Monday, August 22, 2011

Web Quest--One More Way to Jazz Up Learning

If your student or program is lucky enough to have access to a computer on the Internet, you may want to jazz up lessons by giving your student a webquest.  The term webquest was coined in 1995 as the Internet became more prevalent in adult learner classrooms.

Even if  you or  your student lacks the Internet at home, a learner may have a computer and be able to go online via wireless at the library or even at Mcdonalds.  Some learners may have a computer --but can't afford the monthly Internet charge.  On a smaller scale, a smart phone could be used to do the research.  It won't be so easy to write up on that small screen, but the phone can help find lots of interesting facts.

A webquest is a great way to learn issues to help them pass the GED while practicing their research and critical thinking skills.

More about webquests can be found at FloridaTechnet.

Here are some steps to include in your webquest.  It is important to start with a topics of high interest to an adult learner.  For example, global warming may be impacting an English Language Learner's home country.  If so, he could start researching this topics.  Is weather changing in his home country or in his home town in America?  Are diseases like malaria moving into places they have never been before (or not?) Is the water level rising?  Are temperatures changing --or not?.  A learner could go in and reserach these or other topics of interest.

.Here are specific steps:

A WebQuest is a lesson format defined as a lesson in which most or all of the information used by learners comes from the Web.

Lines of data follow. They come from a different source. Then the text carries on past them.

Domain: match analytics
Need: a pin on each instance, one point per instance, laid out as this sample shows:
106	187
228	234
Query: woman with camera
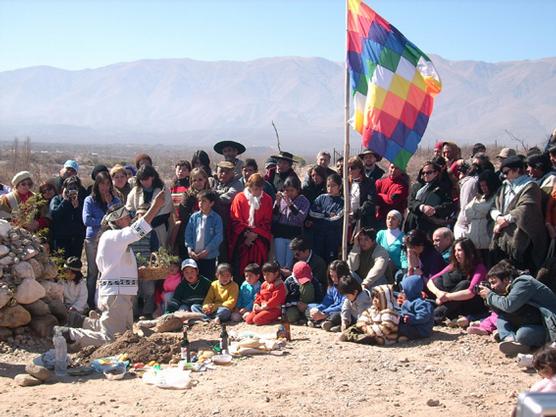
455	287
68	230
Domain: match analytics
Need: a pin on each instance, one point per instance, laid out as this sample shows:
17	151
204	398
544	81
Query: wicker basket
153	270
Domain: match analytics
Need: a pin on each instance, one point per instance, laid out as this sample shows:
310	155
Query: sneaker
326	325
93	314
463	322
477	330
512	348
525	360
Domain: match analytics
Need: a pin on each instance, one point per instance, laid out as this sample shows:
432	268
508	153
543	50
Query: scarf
254	204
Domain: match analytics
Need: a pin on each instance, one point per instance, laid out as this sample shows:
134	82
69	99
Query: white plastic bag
169	378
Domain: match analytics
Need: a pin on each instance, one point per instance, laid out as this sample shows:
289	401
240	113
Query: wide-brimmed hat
222	144
506	152
226	165
284	155
370	152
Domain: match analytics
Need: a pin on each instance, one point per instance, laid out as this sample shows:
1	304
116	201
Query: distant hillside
194	102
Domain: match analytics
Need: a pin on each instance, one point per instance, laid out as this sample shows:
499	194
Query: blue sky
76	34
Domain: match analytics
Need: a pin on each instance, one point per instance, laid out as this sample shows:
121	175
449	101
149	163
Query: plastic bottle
61	362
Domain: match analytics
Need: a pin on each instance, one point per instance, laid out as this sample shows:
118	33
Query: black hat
284	155
513	162
370	152
222	144
73	263
98	169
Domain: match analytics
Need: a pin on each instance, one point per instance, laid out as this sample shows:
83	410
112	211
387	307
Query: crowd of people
462	244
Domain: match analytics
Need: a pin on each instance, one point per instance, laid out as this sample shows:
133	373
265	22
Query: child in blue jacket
327	314
204	234
416	316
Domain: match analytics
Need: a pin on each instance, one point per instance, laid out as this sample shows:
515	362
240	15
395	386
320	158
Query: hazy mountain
182	100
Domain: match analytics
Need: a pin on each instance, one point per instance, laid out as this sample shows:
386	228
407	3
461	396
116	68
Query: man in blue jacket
526	309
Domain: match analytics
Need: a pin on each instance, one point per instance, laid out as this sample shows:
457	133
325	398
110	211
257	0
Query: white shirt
200	237
116	262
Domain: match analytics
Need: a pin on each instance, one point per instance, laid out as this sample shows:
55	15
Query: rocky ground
451	374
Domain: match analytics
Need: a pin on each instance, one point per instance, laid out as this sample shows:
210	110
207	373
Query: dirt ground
318	377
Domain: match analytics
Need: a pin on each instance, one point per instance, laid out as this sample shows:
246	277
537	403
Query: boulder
5	333
39	372
5	295
54	291
42	326
38	269
14	316
25	380
50	271
23	270
58	309
29	291
5	228
38	308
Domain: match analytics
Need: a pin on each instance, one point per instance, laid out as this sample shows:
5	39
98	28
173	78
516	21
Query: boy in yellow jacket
221	298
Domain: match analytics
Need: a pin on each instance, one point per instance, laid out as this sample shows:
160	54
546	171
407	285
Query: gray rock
42	326
39	372
38	308
24	380
29	291
14	316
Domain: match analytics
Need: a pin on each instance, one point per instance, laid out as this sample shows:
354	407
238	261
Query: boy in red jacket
268	303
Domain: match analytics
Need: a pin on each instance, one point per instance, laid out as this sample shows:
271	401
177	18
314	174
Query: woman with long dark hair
454	286
95	207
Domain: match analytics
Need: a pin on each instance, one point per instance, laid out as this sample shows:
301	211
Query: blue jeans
223	313
284	255
533	335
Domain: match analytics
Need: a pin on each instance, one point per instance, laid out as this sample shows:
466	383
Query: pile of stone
29	293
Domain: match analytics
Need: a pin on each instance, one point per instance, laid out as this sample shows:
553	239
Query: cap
512	162
70	163
189	263
506	152
20	176
73	263
302	272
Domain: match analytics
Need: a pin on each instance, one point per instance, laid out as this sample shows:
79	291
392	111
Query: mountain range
196	102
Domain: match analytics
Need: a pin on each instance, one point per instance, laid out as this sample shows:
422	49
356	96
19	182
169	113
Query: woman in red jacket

A WebQuest has the following parts:
  • an introduction designed to engage interest and wirtten up in partnership between the tutor and student.  The tutor may want to do his own webquest while the student does his..
  • a description of the task written up by the tutor— a statement of what the learners will have accomplished at the end of the lesson. Again, it is important that the impact be learner centered and of high interest to the student.
  • the process,  which lays out how the task will be accomplished. Within the process are external links to information, learning advice, and other forms of scaffolding.  A tutor will need to do his own webquest first to be able to write up this advice.
  • the evaluation, where the tutor and student talk about the webquest/what worked what didn't what was learned or not.
  • a lesson plan, which contains implementation details and other information relevant to tutors interested in repeating or adapting the lesson.
 WebQuests can be a very effective tool for adult learners to practice skills and learn new information while gaining online research skills.  Some webquests might be completed in one sitting, but others will require some time for students to research as homework.  They can be a good way to expand on topics that you are discussing in your classroom.  Some parents might be able to do a quest with their child around a homework assignment.

After you have reviewed a few WebQuests, you and your student could work together to write one about a topic that interests both --maybe around the environment and ocean as a theme!